Steve Jones really should have made his comment an answer, as it's absolutely correct. There really is no best billing model. Some things to consider:
There are many other things you can ask yourself. But overall we can't give a perfect answer. If you're worried about people racking up usage then leaving without you being able to collect, than pre-pay would be the best option. One good thing about pre-pay is if you bill on a certain part of the month each month no matter when the company/person signs up, you will always know how much revenue you have for that month. Another good thing is it secures you from the people using your service then leaving never to return.
Postpay is good if you don't have any of the concerns above, or if the amount you're charging is trivial enough that you can afford to write off x% of your customer a billing cycle. It's also good if it's a pay per use model.
But, you need to find out what your customers want. This can be easy or difficult at the same time. If you have customers already, consider polling them. If you're not at that point yet, consider doing some market research in other ways. Check what your competitors are doing. If they're all doing pre-pay, you have a choice, stay with the norm or add one more thing to separate you from them (post pay).
In the end, it's all about risk vs. benefit, what your customers want, and more importantly, what your business model shows would be the best.
Everything in business is a risk, from the very beginning to the decisions you make 10 years from now, choosing a billing model is a risk. Depending on your industry, it could be a huge one that could sink you, or it could be so minimal that it wasn't even worth the time typing out your question :)
Note: Many SaaS providers prefer to charge prepay to ensure they're not losing out on resource usage income. Electric company's know that either you are going to pay their bill, or they're going to shut off your service, which most people require to live ow they want.
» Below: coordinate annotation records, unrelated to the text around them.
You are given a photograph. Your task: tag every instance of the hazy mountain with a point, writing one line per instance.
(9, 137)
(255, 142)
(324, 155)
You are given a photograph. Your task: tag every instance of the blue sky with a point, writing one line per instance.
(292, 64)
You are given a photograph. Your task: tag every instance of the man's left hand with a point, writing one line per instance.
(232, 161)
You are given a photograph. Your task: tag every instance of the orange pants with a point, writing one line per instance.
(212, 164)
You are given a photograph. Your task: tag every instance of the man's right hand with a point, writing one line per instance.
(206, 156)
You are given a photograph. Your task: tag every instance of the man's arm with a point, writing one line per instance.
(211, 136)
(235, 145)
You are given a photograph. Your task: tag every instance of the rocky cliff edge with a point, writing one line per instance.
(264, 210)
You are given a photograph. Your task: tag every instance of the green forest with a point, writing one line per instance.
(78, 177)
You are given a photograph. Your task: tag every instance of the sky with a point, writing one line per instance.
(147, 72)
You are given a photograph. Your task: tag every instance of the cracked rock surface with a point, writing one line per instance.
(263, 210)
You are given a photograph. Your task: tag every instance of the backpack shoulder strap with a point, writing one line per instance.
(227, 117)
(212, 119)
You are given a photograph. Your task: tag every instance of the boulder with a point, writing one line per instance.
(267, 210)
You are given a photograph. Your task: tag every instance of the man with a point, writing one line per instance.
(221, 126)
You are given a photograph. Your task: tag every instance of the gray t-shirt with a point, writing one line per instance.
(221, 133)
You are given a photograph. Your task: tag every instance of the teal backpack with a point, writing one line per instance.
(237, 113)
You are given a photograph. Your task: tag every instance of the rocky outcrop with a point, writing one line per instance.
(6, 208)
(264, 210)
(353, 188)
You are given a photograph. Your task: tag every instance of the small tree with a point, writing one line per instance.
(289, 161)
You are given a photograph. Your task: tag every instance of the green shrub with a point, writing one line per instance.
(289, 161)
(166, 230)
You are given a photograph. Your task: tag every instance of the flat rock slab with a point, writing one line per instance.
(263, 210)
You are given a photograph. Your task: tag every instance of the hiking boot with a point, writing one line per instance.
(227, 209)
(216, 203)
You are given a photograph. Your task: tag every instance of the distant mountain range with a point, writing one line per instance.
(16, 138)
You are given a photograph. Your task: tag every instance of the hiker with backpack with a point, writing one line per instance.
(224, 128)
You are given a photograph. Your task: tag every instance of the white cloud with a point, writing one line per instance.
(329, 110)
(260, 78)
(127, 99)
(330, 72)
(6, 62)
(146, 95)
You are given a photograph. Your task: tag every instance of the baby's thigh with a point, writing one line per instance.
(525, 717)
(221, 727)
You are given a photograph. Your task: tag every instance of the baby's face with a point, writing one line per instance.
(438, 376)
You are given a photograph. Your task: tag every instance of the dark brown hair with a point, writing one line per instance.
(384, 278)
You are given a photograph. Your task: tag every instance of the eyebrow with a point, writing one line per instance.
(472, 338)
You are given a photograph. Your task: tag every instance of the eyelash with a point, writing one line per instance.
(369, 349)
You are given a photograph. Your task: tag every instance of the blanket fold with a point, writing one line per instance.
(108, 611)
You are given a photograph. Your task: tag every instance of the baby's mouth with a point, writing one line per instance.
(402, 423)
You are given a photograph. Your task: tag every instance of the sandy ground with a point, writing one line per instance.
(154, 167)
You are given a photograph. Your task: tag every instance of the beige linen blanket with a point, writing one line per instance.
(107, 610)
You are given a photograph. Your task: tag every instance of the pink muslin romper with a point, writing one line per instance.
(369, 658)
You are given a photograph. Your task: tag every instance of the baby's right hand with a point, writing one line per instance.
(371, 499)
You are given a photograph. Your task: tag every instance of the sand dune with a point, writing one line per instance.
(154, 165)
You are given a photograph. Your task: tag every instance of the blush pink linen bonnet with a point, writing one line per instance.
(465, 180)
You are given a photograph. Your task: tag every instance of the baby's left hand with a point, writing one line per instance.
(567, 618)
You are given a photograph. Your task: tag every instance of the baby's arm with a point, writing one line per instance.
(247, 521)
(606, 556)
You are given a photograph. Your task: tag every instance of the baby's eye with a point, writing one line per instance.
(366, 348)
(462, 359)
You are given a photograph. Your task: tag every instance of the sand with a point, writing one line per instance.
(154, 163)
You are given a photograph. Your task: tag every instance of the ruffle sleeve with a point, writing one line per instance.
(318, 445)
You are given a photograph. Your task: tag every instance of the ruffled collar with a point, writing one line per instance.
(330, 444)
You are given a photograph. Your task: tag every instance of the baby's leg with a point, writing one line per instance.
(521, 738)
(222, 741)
As Steve suggests, you can create package deals that they prepay for X amount of calls each month, and if they go over they pay Y amount for each additional ones, you can make it so they automatically go up to the next package if they go over, or you can make it per individual call. In the end, you may discover that offering both options would be good.
I.E. If they prepay they get a bundled amount, if they post pay they are charged a little more (to offset your risk) and may pay per call.
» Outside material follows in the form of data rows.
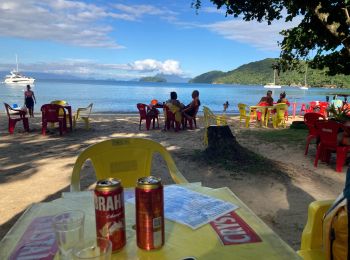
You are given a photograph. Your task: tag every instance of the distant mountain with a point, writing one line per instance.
(173, 78)
(41, 75)
(152, 79)
(209, 77)
(261, 72)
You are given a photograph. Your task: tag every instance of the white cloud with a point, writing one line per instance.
(166, 67)
(71, 22)
(89, 68)
(259, 35)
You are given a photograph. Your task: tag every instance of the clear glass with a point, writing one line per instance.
(99, 248)
(69, 230)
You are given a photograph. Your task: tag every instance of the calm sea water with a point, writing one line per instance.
(109, 96)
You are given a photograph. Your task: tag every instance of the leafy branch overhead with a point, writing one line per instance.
(323, 32)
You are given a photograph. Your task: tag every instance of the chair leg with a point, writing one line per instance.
(12, 124)
(26, 124)
(341, 158)
(318, 153)
(43, 128)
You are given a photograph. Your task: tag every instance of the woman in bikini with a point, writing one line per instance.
(29, 100)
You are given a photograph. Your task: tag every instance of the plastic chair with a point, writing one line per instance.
(243, 114)
(211, 119)
(278, 118)
(52, 113)
(143, 116)
(328, 131)
(310, 120)
(170, 119)
(311, 241)
(127, 159)
(15, 115)
(83, 114)
(302, 109)
(190, 119)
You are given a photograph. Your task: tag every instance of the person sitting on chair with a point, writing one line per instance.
(283, 99)
(191, 109)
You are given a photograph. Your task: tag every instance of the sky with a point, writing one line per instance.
(125, 40)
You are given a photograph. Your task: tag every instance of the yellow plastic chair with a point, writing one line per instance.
(278, 118)
(311, 241)
(243, 114)
(127, 159)
(211, 119)
(83, 114)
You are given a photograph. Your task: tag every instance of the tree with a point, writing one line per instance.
(324, 28)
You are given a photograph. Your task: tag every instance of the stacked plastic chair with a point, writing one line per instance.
(211, 119)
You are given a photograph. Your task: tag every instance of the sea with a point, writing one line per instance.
(122, 97)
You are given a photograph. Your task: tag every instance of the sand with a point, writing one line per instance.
(36, 168)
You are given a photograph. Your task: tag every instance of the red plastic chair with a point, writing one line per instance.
(52, 113)
(328, 131)
(310, 120)
(302, 109)
(190, 119)
(15, 115)
(170, 120)
(143, 116)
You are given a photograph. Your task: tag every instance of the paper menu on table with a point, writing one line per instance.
(191, 208)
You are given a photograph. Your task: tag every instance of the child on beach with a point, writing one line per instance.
(29, 100)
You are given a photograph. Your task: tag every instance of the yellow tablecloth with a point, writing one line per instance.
(180, 241)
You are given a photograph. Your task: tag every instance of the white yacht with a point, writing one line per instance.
(17, 78)
(273, 85)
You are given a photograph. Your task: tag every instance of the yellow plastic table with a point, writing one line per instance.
(265, 113)
(180, 240)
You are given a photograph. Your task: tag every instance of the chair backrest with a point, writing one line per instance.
(85, 111)
(59, 102)
(310, 120)
(242, 109)
(281, 109)
(328, 132)
(15, 114)
(142, 110)
(52, 112)
(127, 159)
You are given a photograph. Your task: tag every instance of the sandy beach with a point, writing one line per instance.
(36, 168)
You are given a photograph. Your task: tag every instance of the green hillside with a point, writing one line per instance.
(152, 79)
(261, 72)
(209, 77)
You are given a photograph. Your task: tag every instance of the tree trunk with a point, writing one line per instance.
(223, 144)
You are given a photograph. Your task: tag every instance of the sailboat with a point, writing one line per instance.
(305, 87)
(273, 85)
(17, 78)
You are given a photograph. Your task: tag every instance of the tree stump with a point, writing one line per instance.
(223, 144)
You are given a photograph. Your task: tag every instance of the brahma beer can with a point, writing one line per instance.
(110, 212)
(149, 213)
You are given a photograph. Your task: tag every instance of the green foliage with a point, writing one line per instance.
(152, 79)
(209, 77)
(323, 28)
(339, 113)
(261, 72)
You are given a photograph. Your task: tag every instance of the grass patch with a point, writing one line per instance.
(286, 136)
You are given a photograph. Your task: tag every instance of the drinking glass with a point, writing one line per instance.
(97, 249)
(69, 230)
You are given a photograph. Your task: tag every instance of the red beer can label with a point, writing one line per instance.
(110, 212)
(149, 213)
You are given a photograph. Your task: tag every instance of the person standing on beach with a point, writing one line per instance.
(29, 100)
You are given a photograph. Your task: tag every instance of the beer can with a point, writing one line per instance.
(149, 213)
(110, 212)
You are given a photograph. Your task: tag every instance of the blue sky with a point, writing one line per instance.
(129, 39)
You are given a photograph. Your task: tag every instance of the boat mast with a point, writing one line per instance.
(305, 76)
(17, 63)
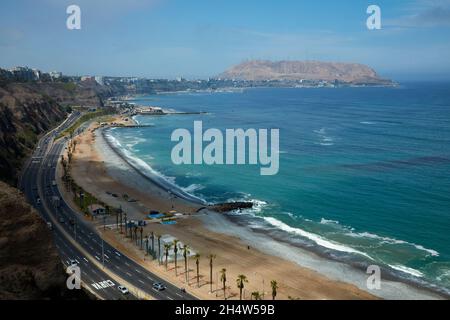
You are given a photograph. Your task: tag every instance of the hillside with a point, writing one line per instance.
(29, 109)
(257, 70)
(30, 267)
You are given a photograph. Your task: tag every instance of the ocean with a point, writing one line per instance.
(364, 173)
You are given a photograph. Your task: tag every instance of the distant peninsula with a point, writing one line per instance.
(265, 70)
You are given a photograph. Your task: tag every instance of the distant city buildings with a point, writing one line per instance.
(55, 74)
(99, 80)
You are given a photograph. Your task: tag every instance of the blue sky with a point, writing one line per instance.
(169, 38)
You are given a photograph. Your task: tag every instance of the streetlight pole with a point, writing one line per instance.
(256, 273)
(103, 255)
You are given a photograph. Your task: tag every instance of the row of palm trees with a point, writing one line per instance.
(241, 279)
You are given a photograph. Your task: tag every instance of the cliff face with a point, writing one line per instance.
(307, 70)
(30, 267)
(29, 109)
(24, 114)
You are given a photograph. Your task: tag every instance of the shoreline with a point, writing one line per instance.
(235, 227)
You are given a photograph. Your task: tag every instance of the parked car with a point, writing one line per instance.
(123, 289)
(158, 286)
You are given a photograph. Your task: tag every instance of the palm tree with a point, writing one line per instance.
(125, 223)
(167, 247)
(240, 283)
(274, 286)
(159, 249)
(175, 251)
(210, 257)
(256, 295)
(223, 279)
(197, 262)
(153, 243)
(186, 253)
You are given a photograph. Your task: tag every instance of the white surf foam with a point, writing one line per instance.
(315, 238)
(407, 270)
(388, 240)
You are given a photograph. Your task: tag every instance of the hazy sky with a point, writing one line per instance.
(169, 38)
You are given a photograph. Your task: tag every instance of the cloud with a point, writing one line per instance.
(10, 36)
(429, 14)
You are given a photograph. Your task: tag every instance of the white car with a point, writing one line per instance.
(158, 286)
(123, 289)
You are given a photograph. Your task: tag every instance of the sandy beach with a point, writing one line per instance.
(300, 274)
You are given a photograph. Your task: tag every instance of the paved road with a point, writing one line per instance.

The difference between prepay and postpay is (and excuse me for stating the obvious!) just a matter of whether customers give you money and you draw that down as they use your service, or whether they use your service, and periodically you ask them to settle up.
Almost every pricing technique, and almost every customer management technique, can be implemented in prepay, postpay or hybrid billing styles. So, for instance, credit limits are as old as credit itself - a tool to limit customer surprises and manage non-payment risk.
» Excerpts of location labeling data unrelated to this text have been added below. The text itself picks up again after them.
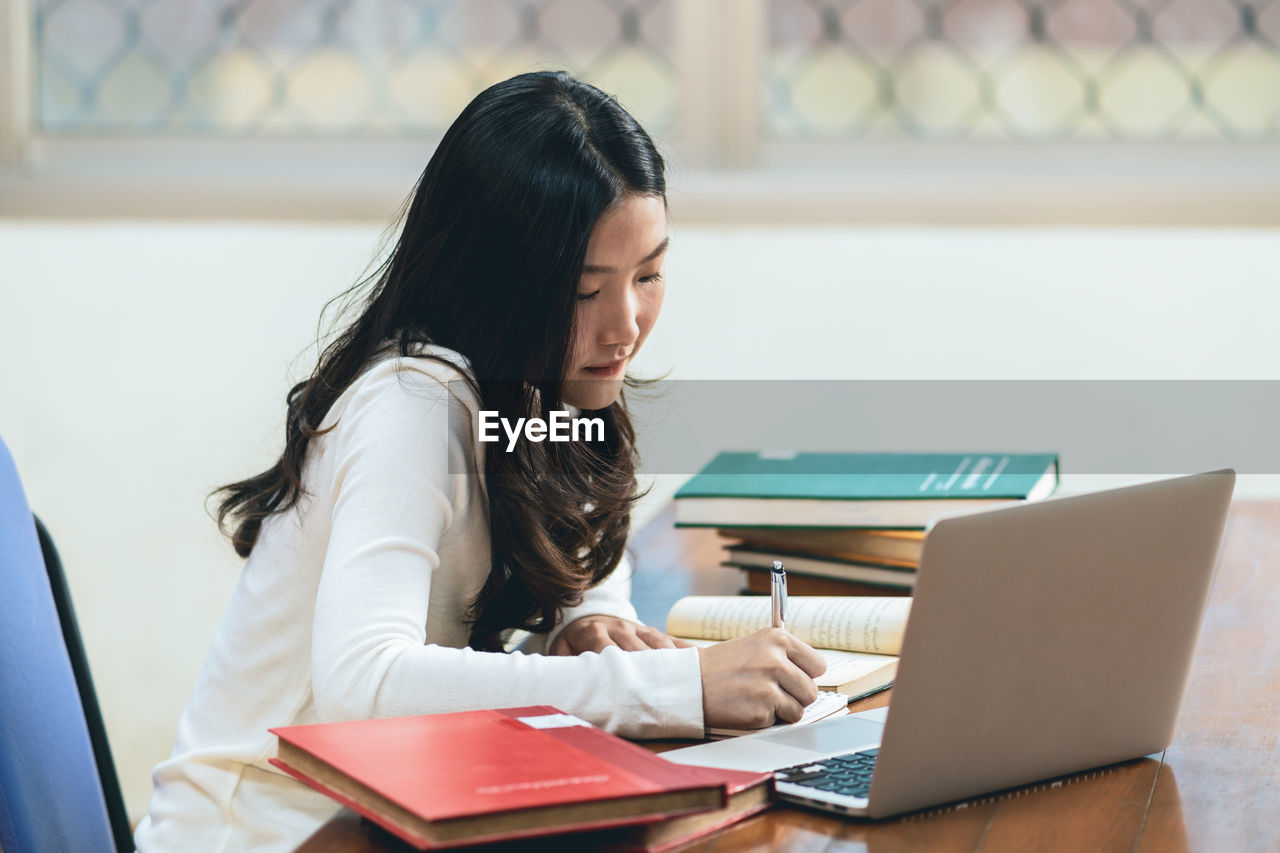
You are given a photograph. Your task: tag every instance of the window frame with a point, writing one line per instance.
(722, 168)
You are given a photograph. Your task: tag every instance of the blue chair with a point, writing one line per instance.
(58, 783)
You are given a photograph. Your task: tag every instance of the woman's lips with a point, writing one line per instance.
(608, 370)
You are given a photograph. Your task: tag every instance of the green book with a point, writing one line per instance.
(888, 491)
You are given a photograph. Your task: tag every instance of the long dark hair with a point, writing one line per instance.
(488, 264)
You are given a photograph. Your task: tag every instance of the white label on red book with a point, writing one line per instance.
(553, 721)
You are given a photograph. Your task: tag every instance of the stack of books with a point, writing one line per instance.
(522, 775)
(848, 524)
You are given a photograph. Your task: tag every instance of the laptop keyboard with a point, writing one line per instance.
(849, 775)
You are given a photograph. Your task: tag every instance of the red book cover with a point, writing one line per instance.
(544, 770)
(749, 793)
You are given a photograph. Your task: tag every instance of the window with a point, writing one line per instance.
(828, 110)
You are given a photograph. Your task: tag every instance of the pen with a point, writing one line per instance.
(778, 593)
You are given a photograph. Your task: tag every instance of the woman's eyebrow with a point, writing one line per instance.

Given that you're B2B, it sounds as though you feel your customers would prefer postpay (which is why you talk about a possible need to "force" them to prepay - i.e. you think that's what they'd like less). If that's the case, you should probably run with it as your primary model. And if you're not sure, you should definitely test that hypothesis.
If the variability is high - one customer will get value from a few API calls a month, while another will get value from a few million - then you'll probably want to put that into your pricing structures. Thinking of your example of the utility case, it's very common for customers to be offered pricing that looks like a number of fixed fees, each with its associated usage allowance or/and unit price. That's a familiar, simple and effective way of working with customers, as it helps put the question "how much of this stuff will we be using?" on the table in a positive way.
There are two cases where I'd generally advise prepay as the primary model (remember, I'm assuming that you know that your customers would prefer postpay).
First, if each API call creates a significant external cost for you, then postpay may be too high risk unless you can back this off to your supplier or insure it. That's partly just the math, but even more importantly it's a by-product of longer supply chains, where you're less able to keep the interests of every party aligned. In this case, your challenge is to find ways to make prepay into a benefit to your customer, that will sugar the pill that they'd prefer postpay.
Second, if the person you're selling to is also going to be the primary user, and relatively junior within the organization, then you may be in a situation where people changes and organizational changes outside your view may result in "aggravated churn" - i.e. situations where some other party in the company will terminate the arrangement and want to dispute charges (perhaps going back some months). Prepay may in such cases be preferable to what may be a high friction and delay-ridden process of engaging with the purchasing process sufficiently to mitigate this risk (e.g. by ensuring the cost is explicitly and reasonably captured in a formal budget).